Pemuda 28 tahun ini bilang, mitos daging anjing sebagai jamu sebenarnya keliru. Sebab, khasiat jamu berasal dari rempah yang banyak dalam sajian sengsu, bukan dagingnya.
Penggunaan rempah itu, katanya, untuk mengusir bau khas anjing. Sama seperti olahan kambing yang minim bumbu, pasti menyisakan aroma perengus.
“Jadi itu hanya mitos, kalau mau jamu sekalian beli yang asli saja malah terjamin.”
Selain karena mitos, masih banyak konsumsi daging anjing karena anggapan hewan itu masuk kategori ternak. Padahal, Undang-undang 41/2014 tentang Peternakan dan Kesehatan Hewan anjing itu bukan ternak.
Dia prihatin dengan kondisi itu hingga upaya lakukan edukasi untuk generasi yang lebih tua.
“Kalau generasi muda di lingkungan saya sudah punya kesadaran itu bahkan ada yang relawan untuk penghentian konsumsi daging anjing.”
Yuk, segera followWhatsApp Channel Mongabay Indonesia dan dapatkan berita terbaru setiap harinya.

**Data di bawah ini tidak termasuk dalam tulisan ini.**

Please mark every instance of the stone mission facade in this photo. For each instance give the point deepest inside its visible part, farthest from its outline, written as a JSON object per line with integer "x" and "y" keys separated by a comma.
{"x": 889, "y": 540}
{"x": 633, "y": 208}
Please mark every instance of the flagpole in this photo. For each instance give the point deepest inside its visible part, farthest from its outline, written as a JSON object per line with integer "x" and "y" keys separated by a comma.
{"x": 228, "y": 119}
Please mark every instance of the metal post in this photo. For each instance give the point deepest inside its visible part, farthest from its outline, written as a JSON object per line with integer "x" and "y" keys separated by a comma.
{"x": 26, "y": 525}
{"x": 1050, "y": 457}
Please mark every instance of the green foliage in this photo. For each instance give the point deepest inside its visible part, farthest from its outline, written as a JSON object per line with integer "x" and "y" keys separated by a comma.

Konsumsi daging anjing tinggi
Secara umum, konsumsi daging anjing negara ini masih tinggi. Kajian Humane Society International menyebut Indonesia menjagal satu juta anjing tiap tahun.
Di Yogyakarta, Riset Dog Meat Free Indonesia (DMFI) menyebut, konsumsi daging anjing mencapai 65.000 tiap bulan.
Elsa Lailatul Marfu’ah, Koordinator Edukasi DMFI, mengatakan, kebanyakan suplai daging anjing di Yogyakarta dari Jawa Barat dengan status belum bebas rabies. Yogyakarta sudah bebas rabies.
Jika kondisi ini awet, tak menutup kemungkinan Yogyakarta akan menyusul Nusa Tenggara Barat yang turun status jadi endemi rabies. Tidak hanya Yogyakarta, daerah lain yang sudah bebas rabies seperti Solo juga memiliki konsumsi terbanyak di Indonesia bisa terpapar penyakit itu.
Selain rabies, anjing yang jadi santapan juga memiliki risiko kesehatan kolera, antraks, hepatitis, hingga kontaminasi E. coli. Penjagalan hewan yang sudah terdomestikasi ini, juga berisiko karena penggunaan potas atau sianida.
Racun yang membunuh anjing itu bisa mengontaminasi mereka yang menyantapnya. Menurut dia, kasus itu terjadi di Bantul, pelakunya tertangkap dan kepolisian yang menangani kasusnya.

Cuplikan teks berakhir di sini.